Лев Якименко - Судьба Алексея Ялового
— Держи-и! Тю-ю!
— Ще одного активиста разденем!
— Хату спалить, щоб не загоняв в коммунию!
Была одна могильная минута, когда толпа остановилась прямо у их двора, напротив хаты. И вдруг умолкла. Стояли, смотрели. Казалось, кто-то первым шагнет во двор и…
Выпрямившийся татусь, лицом к толпе, замершая у порога бабушка…
Но помедлившая было стрелка судьбы вдруг освобождение дрогнула. Будто ветер прошел, толпа качнулась, вновь зашумела, нестройно двинулась по улице.
— …Микола-угодник! — только и сказала бабушка.
О эта слепая мстительная стихия!
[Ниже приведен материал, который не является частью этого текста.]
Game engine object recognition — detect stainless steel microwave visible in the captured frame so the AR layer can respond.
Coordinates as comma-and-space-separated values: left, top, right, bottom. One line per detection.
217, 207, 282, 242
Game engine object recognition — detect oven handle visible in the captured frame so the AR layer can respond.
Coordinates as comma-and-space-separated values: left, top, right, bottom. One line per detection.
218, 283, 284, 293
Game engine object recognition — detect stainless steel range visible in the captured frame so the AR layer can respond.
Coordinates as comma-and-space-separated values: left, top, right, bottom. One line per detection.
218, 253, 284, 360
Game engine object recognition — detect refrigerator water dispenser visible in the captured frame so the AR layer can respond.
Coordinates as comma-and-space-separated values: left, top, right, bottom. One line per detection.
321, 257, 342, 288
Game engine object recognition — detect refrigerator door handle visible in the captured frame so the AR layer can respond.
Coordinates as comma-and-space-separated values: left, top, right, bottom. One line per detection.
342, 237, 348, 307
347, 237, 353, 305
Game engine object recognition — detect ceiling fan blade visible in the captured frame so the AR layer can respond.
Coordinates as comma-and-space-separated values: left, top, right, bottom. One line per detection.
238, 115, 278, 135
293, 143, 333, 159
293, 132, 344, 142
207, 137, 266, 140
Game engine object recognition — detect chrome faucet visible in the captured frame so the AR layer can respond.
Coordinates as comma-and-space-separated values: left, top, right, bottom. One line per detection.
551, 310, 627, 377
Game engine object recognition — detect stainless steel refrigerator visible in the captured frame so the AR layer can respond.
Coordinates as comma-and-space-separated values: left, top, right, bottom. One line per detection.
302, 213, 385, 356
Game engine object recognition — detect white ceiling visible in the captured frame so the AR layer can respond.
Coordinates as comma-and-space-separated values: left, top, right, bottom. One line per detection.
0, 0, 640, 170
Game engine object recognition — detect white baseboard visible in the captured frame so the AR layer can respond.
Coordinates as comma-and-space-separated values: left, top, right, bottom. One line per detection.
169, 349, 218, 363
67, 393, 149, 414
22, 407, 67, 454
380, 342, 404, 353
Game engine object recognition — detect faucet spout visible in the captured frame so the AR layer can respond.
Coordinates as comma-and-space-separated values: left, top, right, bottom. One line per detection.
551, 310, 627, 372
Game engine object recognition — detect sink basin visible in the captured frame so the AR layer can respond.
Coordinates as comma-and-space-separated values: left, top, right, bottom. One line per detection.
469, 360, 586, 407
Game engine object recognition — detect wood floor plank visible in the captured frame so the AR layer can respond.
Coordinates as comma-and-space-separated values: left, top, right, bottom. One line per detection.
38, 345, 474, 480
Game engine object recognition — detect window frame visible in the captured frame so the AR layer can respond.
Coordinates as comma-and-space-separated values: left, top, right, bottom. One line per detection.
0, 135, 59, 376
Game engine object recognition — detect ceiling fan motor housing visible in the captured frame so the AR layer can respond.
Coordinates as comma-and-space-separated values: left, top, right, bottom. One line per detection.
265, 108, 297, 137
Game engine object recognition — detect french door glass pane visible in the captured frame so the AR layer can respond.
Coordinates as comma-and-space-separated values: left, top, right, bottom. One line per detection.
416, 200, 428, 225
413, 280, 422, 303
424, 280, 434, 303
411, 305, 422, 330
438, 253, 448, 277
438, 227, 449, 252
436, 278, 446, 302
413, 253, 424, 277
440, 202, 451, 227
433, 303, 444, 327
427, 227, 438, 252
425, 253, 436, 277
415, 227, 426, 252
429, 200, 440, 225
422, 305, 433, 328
Сама она часто не сознает, что делает и чего хочет.
Чем бы это все закончилось, неизвестно. Горячие головы кричали — надо самим землю делить. В Пищаливке разделили, и ничего, сеют уже. В другом селе потребовали, и церковь вновь открыли. А потом пронесся слух: идет отряд из города, милиция на конях…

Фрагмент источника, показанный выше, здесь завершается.